•  1
    Inspirasi

    Jenis Perasaan Cemas Ini Mampu Merusak Hubunganmu

      RuangCERITA      1        0        Laporkan

    Kecemasan dalam suatu hubungan mungkin adalah sesuatu yang kamu alami, tetapi kemungkinan besar, kamu tidak tahu banyak tentang itu. Ini adalah jenis perasaan cemas yang menghalangi seseorang memiliki ikatan yang sehat dan memuaskan dengan orang lain.

    Jika kamu menderita perasaan cemas dalam hubungan, penting untuk menyadari hal itu. Tanpa kesadaran diri, kamu akan gagal berkomitmen pada seseorang dan hubungan kamu akan berumur pendek.

    Dalam artikel ini, kita akan melihat alasan mengapa perasaan cemas dalam hubungan terjadi, dan bagaimana cara mengatasinya. Sudah menjadi tanggung jawab kamu untuk mengatasi kecemasanmu sendiri untuk memastikan bahwa kamu tidak keliru mengambil langkah dengan membangun hubungan yang berlandaskan pada emosi negatif seperti rasa takut.

    Apa itu kecemasan hubungan

    Jika seorang orang tua tidak memberi cinta dan perhatian yang dibutuhkan pada anak-anak mereka sewaktu kecil, maka anak-anak tersebut mungkin tumbuh menjadi karakter yang sering tidak merasa aman.

    Terlebih lagi, jika kedua orang tua itu berurusan dengan masalah emosi negatif mereka sendiri dan tidak dapat memenuhi kebutuhan (kasih sayang) kepada anak-anak mereka, anak-anak ini mengambil keyakinan salah bahwa mereka tidak layak mendapatkan cinta, dukungan, dan perhatian.

    Selain merasa tidak layak dan tidak merasa aman di lingkungan keluarga, mereka mungkin juga berusaha dengan mempercayai orang di luar sana. Mereka tumbuh berharap orang lain menyakiti mereka atau melanggar batasan mereka seperti orang tua mereka sendiri.

    Jika orang-orang ini menghindari konflik dan menjauhkan diri dari orang yang mereka cintai ketika mereka harus berkeluh kesah, mereka mungkin merasa cemas dalam hubungannya.

    Penyebab kecemasan hubungan

    Kecemasan ini memanifestasikan diri melalui perilaku ikatan. Menurut Lisa Firestone, Ph.D, ada 4 jenis perilaku ikatan.

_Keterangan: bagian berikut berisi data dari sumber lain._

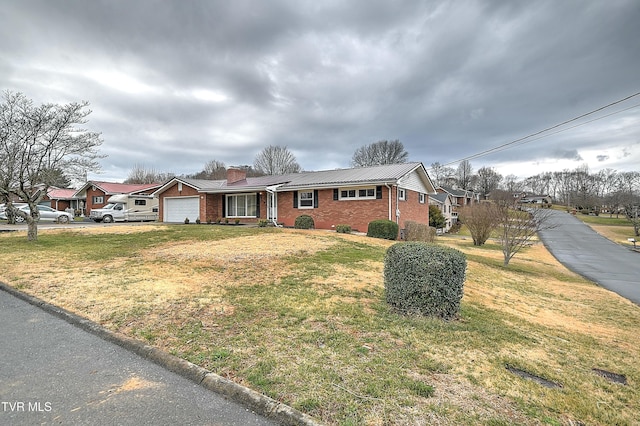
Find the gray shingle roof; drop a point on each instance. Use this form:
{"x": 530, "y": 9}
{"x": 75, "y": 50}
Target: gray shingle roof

    Mengetahui beberapa hal tentang masing-masing ciri ikatan mungkin bisa menjelaskan ketakutan dan fobia hubungan kamu. Berikut ini adalah matriks ciri ikatan yang diilustrasikan oleh Riskology:

    Kita urai masing-masing ciri tersebut secara terperinci:

    Secure atau si aman

    Mereka yang memiliki ikatan aman ini, telah merasa aman dan bahagia bersama ibunya, mereka merasa akan tumbuh sebagai seseorang yang akan memiliki ikatan kuat dengan orang lain. Kebutuhan mereka yang memiliki ciri ini terpenuhi seketikasegera setelah mereka mengungkapkannya. Mereka merasakan pengakuan dari orang tua mereka untuk siapa mereka tumbuh dewasa. Pengakuan ini menciptakan keamanan dan kenyamanan batin tentang siapa mereka.

    Dalam hubungan asmara, mereka merasa aman dan percaya orang lain berada di sana untuk mereka pada saat dibutuhkan. Mereka mengakui individualitas dan kemandirian pasangan mereka tetapi, pada saat yang sama, dapat mengatakan 'Saya ingin kamu menjemput saya sepulang kerja' atau 'Saya merasa sangat sedih karena kucingmu sekarat. Ini mengingatkan saya pada seekor anjing yang tumbuh dewasa dan menjadi sakit. Saya sangat merindukannya.'

    Anxious preoccupied atau si penyita perhatian

    Mereka yang memiliki ciri ikatan ini dibuat untuk percaya bahwa kebutuhan mereka sebagai seorang anak tidak penting. Mungkin, kapan pun mereka marah atau terluka, ibu mereka menjauh dari mereka dan bukannya menghibur untuk menenangkan.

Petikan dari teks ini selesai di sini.